Wherein are things creeping innumerable;
so that it seems there are
reptiles in the water as well as on land; and indeed every creature
without feet, and that goes upon its belly, in the element where it is,
whether earth or water, is a creeping thing; of these swimming or
creeping things the number is exceeding great, especially of the latter
sort; fishes increasing much more than the beasts of the earth. Their
species are innumerable; so their kinds or sorts are reckoned up by
some one hundred and forty four F14, by others one hundred and
fifty three F15, and by others one hundred and seventy six F16; the
Malabarians reckon, up 900,000 fishes, and 1,100,000 creeping things F17.

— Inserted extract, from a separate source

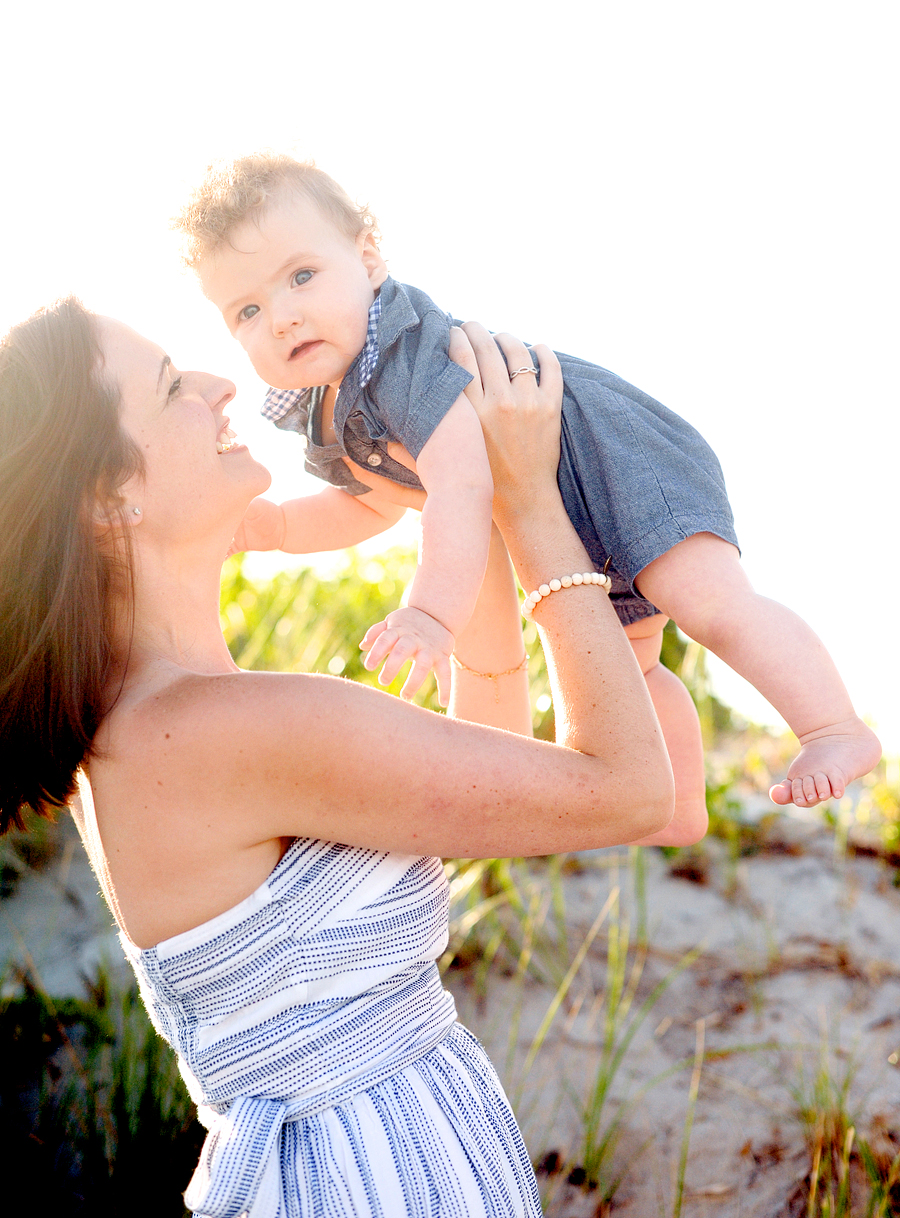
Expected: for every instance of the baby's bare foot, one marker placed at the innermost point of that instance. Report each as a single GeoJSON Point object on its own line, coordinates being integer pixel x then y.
{"type": "Point", "coordinates": [828, 760]}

These are an emblem of the common people of the world, which are
innumerable; see (Habakkuk 1:14) .
Both small and great beasts;
for there are creatures in the seas which
answer to those on the dry land, both of the lesser and greater sort,
as sea lions, sea horses, sea cows, sea hogs… these may represent
the rulers and governors of the world, supreme and subordinate; it is
no unusual thing for great monarchies, and persons of great power and
authority, to be signified by beasts rising out of the sea,
(Daniel 7:3) (Revelation 13:1) .
F9 (Mydy bxr) "latum manibus", Montanus; "spatiosum manibus", V. L.
"amplum manibus", Vatablus.
F11 Virgil. Aeneid. 5. Lucretius, l. 6.
F12 "Veluti par divexum in mare brachium transitum tentaturus", Liv.
Hist. l. 44. c. 35. "Nec brachia longos" &c. Ovid. Metamorph. l. 1.
Fab. 1. v. 13, 14.
F13 Origin. l. 13. c. 16.
F14 Origin. l. 12. c. 6.
F15 Oppianus in Halienticis. Vid. Hieron. in Ezek. 47. fol. 260.
F16 Plin. Nat. Hist. l. 32. c. 11.
F17 Scheuchzer. Physic. Sacr. vol. 4. p. 963.